Actor George Takei talks to correspondent Michelle Miller at the site of the Rohwer Relocation Camp in Arkansas, where he and his family were detained along with other Japanese-Americans at the start of World War II.
CBS News

(CBS News) This star's trek is the story of an actor who's traveled a very long distance ... while never forgetting where he came from. He tells that story to our Michelle Miller:

Audiences have gotten used to George Takei taking them to surprising places, as Mr. Sulu, the senior helmsman aboard the USS Starship Enterprise, with its unforgettable five-year mission "to boldly go where no man has gone before."

"Isn't it amazing?" Takei said. "In three more years, 'Star Trek' is going to be celebrating its golden anniversary."

The cult following the original TV show -- and subsequent feature films -- have made George Takei a worldwide star

"I may not have trekked through the galaxies in reality," he said. "But I have trekked all over this planet: Australia, Asia, Latin America, Europe."

But of all the exotic places he's been, whether on this planet or beyond, Takei is ever mindful of this place: A 500-acre plot of land in southeast Arkansas, where HIS journey began.

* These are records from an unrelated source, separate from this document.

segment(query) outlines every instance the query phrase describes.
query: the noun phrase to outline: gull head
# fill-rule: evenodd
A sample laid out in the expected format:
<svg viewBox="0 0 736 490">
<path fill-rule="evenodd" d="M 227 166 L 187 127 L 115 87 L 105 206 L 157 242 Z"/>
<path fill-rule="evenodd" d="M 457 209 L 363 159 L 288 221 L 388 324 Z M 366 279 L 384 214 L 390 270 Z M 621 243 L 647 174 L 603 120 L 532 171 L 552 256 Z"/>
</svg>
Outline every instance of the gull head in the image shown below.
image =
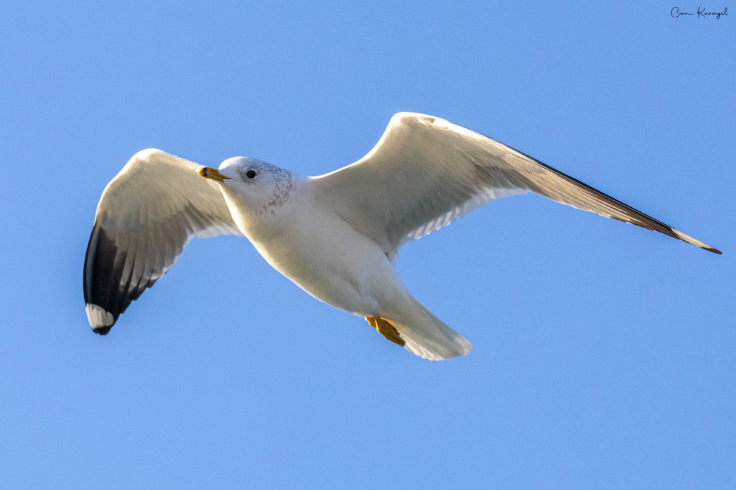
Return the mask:
<svg viewBox="0 0 736 490">
<path fill-rule="evenodd" d="M 219 182 L 227 195 L 259 209 L 285 203 L 294 181 L 294 174 L 289 170 L 248 156 L 229 158 L 219 169 L 204 167 L 198 173 Z"/>
</svg>

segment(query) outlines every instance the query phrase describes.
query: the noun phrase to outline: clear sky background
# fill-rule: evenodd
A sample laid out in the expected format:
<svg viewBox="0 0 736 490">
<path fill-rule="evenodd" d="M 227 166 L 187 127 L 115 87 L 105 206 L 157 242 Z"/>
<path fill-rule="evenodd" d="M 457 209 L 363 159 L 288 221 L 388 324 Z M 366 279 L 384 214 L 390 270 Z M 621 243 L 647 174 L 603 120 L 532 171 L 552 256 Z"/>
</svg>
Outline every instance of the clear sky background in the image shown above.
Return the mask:
<svg viewBox="0 0 736 490">
<path fill-rule="evenodd" d="M 736 486 L 736 4 L 241 3 L 0 6 L 0 486 Z M 92 333 L 87 241 L 136 151 L 318 175 L 400 111 L 724 254 L 514 197 L 399 256 L 464 358 L 414 356 L 233 237 Z"/>
</svg>

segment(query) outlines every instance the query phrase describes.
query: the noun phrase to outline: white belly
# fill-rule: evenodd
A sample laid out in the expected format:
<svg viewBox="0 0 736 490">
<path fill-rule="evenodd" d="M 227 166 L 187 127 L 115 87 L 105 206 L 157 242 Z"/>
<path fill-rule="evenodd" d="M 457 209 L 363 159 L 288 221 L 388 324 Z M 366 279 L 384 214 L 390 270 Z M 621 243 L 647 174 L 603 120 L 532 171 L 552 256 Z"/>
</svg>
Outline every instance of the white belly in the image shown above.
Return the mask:
<svg viewBox="0 0 736 490">
<path fill-rule="evenodd" d="M 252 228 L 246 235 L 269 264 L 328 304 L 376 315 L 404 290 L 378 244 L 334 214 L 312 212 L 275 234 Z"/>
</svg>

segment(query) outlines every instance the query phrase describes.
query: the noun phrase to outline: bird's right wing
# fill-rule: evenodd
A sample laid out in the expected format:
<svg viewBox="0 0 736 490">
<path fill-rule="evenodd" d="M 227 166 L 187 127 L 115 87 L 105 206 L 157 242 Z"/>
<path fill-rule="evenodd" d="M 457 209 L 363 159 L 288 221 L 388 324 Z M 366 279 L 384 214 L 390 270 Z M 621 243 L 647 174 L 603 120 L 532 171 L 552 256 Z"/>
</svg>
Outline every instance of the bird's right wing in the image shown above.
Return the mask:
<svg viewBox="0 0 736 490">
<path fill-rule="evenodd" d="M 202 166 L 160 150 L 133 156 L 102 192 L 87 247 L 87 317 L 105 335 L 194 237 L 242 234 Z"/>
<path fill-rule="evenodd" d="M 389 258 L 489 201 L 527 192 L 721 253 L 520 151 L 422 114 L 397 114 L 367 155 L 312 183 L 321 202 Z"/>
</svg>

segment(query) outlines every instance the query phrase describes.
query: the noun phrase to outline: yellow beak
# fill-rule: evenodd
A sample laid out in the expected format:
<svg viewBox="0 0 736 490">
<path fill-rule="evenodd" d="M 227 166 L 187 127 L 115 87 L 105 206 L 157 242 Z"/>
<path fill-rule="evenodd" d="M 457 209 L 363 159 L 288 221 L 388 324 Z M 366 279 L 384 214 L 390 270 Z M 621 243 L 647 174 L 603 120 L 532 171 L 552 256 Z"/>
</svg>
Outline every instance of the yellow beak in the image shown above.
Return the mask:
<svg viewBox="0 0 736 490">
<path fill-rule="evenodd" d="M 220 173 L 219 170 L 216 168 L 213 168 L 212 167 L 202 167 L 197 172 L 201 176 L 205 179 L 212 179 L 213 180 L 219 181 L 222 182 L 224 180 L 227 180 L 230 177 L 225 177 L 224 175 Z"/>
</svg>

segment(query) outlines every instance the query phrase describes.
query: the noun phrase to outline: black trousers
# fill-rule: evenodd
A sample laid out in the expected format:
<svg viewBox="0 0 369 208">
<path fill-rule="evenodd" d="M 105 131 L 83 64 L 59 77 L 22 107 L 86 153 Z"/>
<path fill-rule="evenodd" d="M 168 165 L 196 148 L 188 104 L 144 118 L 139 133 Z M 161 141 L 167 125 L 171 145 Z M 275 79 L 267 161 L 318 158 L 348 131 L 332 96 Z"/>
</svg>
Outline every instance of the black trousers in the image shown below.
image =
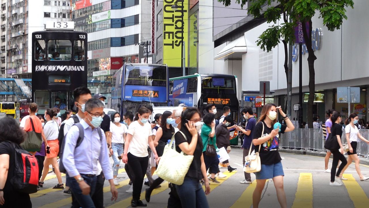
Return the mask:
<svg viewBox="0 0 369 208">
<path fill-rule="evenodd" d="M 105 181 L 105 178 L 103 172 L 97 176 L 95 192 L 92 195 L 92 201 L 96 208 L 104 208 L 104 182 Z"/>
<path fill-rule="evenodd" d="M 133 182 L 133 200 L 139 199 L 142 189 L 144 177 L 146 173 L 146 169 L 149 162 L 149 157 L 141 157 L 135 156 L 128 153 L 128 166 Z"/>
<path fill-rule="evenodd" d="M 41 155 L 35 155 L 38 162 L 38 180 L 41 178 L 41 175 L 42 174 L 42 170 L 44 170 L 44 161 L 45 160 L 45 156 Z"/>
<path fill-rule="evenodd" d="M 347 160 L 344 155 L 339 152 L 339 151 L 335 150 L 334 151 L 331 151 L 332 154 L 333 155 L 333 161 L 332 162 L 332 169 L 331 170 L 331 182 L 334 182 L 334 176 L 339 176 L 342 170 L 344 169 L 345 166 L 347 164 Z M 341 164 L 338 168 L 338 171 L 336 174 L 336 171 L 337 168 L 337 166 L 338 165 L 338 161 L 341 160 Z"/>
</svg>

It was a concentration camp.

Now just a fallow field, Rohwer, Ark., looked a lot different when the Takei family arrived by train in 1942. George was just five years old.

"We were all concentrated, densely concentrated," he said. "We happened to look like the people that bombed Pearl Harbor, and put in prison camps simply because of our race."

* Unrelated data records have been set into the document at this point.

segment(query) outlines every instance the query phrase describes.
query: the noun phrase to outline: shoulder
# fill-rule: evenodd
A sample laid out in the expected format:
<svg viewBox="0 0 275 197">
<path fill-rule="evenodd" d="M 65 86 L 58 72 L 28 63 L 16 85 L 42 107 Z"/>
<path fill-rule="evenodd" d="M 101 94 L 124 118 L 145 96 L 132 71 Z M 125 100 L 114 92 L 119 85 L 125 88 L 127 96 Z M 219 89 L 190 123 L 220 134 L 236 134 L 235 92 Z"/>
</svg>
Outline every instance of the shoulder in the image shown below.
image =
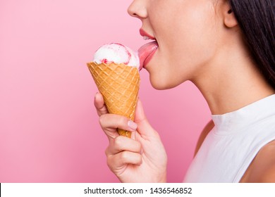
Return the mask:
<svg viewBox="0 0 275 197">
<path fill-rule="evenodd" d="M 212 120 L 211 120 L 204 127 L 203 129 L 202 133 L 200 135 L 199 139 L 197 140 L 196 148 L 195 150 L 195 154 L 194 156 L 197 154 L 197 151 L 199 151 L 199 149 L 200 146 L 202 144 L 202 142 L 204 141 L 205 137 L 207 136 L 208 133 L 213 129 L 214 126 L 214 122 Z"/>
<path fill-rule="evenodd" d="M 248 172 L 246 182 L 275 182 L 275 140 L 261 148 Z"/>
</svg>

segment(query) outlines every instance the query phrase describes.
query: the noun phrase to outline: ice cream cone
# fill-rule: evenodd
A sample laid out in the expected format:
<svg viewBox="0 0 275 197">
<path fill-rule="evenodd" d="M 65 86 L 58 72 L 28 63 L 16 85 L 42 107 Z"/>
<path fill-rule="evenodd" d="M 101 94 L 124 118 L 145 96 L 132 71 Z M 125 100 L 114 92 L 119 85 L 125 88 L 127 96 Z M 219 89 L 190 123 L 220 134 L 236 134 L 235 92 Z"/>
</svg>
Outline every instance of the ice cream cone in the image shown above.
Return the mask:
<svg viewBox="0 0 275 197">
<path fill-rule="evenodd" d="M 134 120 L 140 81 L 138 68 L 114 63 L 91 62 L 87 65 L 103 96 L 108 111 Z M 130 132 L 120 129 L 118 132 L 120 135 L 130 137 Z"/>
</svg>

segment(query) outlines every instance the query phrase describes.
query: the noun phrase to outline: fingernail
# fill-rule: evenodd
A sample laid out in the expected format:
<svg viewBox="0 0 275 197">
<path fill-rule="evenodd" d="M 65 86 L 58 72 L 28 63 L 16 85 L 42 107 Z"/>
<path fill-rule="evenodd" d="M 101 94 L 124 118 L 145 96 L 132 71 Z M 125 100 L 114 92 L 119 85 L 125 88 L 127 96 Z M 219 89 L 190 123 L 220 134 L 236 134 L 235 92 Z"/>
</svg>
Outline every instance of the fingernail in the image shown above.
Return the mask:
<svg viewBox="0 0 275 197">
<path fill-rule="evenodd" d="M 128 126 L 133 130 L 138 128 L 138 125 L 130 120 L 128 121 Z"/>
<path fill-rule="evenodd" d="M 95 99 L 95 98 L 97 98 L 97 94 L 98 94 L 98 92 L 97 92 L 97 93 L 95 94 L 95 95 L 94 95 L 94 99 Z"/>
</svg>

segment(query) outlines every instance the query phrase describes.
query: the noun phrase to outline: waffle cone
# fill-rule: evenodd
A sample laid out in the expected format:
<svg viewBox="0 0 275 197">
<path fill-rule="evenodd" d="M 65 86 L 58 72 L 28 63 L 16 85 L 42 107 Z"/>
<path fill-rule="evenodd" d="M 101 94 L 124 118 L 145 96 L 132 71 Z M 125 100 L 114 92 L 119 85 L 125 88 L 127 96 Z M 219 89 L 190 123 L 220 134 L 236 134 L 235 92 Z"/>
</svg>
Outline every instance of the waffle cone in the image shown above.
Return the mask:
<svg viewBox="0 0 275 197">
<path fill-rule="evenodd" d="M 135 119 L 140 89 L 140 73 L 136 68 L 125 64 L 87 63 L 110 113 Z M 120 135 L 130 137 L 128 131 L 118 129 Z"/>
</svg>

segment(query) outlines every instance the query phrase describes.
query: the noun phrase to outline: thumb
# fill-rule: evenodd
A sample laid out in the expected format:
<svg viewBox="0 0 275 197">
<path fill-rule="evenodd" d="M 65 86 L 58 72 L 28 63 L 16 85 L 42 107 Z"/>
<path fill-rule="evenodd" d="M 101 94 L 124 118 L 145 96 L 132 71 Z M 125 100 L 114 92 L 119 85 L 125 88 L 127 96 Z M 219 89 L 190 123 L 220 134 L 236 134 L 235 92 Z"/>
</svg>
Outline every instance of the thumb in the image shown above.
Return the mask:
<svg viewBox="0 0 275 197">
<path fill-rule="evenodd" d="M 158 135 L 157 132 L 149 123 L 140 99 L 138 100 L 135 108 L 135 122 L 138 124 L 138 132 L 141 136 L 156 136 L 156 135 Z"/>
</svg>

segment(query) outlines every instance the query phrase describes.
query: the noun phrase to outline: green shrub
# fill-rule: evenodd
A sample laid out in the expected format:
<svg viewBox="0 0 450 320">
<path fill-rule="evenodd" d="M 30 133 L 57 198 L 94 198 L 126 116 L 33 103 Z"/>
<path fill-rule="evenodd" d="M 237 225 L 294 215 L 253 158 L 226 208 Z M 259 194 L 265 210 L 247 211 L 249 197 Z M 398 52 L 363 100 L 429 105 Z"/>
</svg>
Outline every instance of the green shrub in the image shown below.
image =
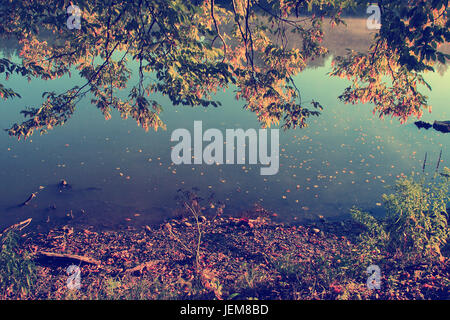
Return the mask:
<svg viewBox="0 0 450 320">
<path fill-rule="evenodd" d="M 20 238 L 9 231 L 1 239 L 1 297 L 22 297 L 30 294 L 36 279 L 36 267 L 29 253 L 20 248 Z"/>
<path fill-rule="evenodd" d="M 364 258 L 374 260 L 383 252 L 394 253 L 407 262 L 442 257 L 440 249 L 449 235 L 449 179 L 444 175 L 435 179 L 439 180 L 397 180 L 393 193 L 383 195 L 384 219 L 352 210 L 353 218 L 366 227 L 360 236 Z"/>
</svg>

George's father -- a successful Los Angeles dry cleaner -- and mother, raising George and his siblings, were among the more than 110,000 Japanese Americans sent to relocation centers like this one, in the defense of so-called national security during World War II.

Ten camps in all, scattered throughout the country.

"We were ordered out of our home at gunpoint," Takei said. "And my brother and I and my father were out on the lawn.

"My mother was the last to come out. And she had tears rolling down her cheeks. It was the memory that I can never erase -- to see your mother crying -- as we were being ordered out of our home."

Their new "home" at Rohwer was a small, single room in a tar paper barrack.

"I went to school and began every school-day morning with the pledge of allegiance of the flag," Takei said. "I could see the barbed wire fence and the sentry tower right outside my schoolhouse window as I recited the words, 'With liberty and justice for all.'"

"What did that mean to you?" Miller asked.

"The stinging irony meant nothing to me -- I was a child," Takei said. "I was told to memorize and say that, and I did it. I was an innocent child too young to understand what was going on here."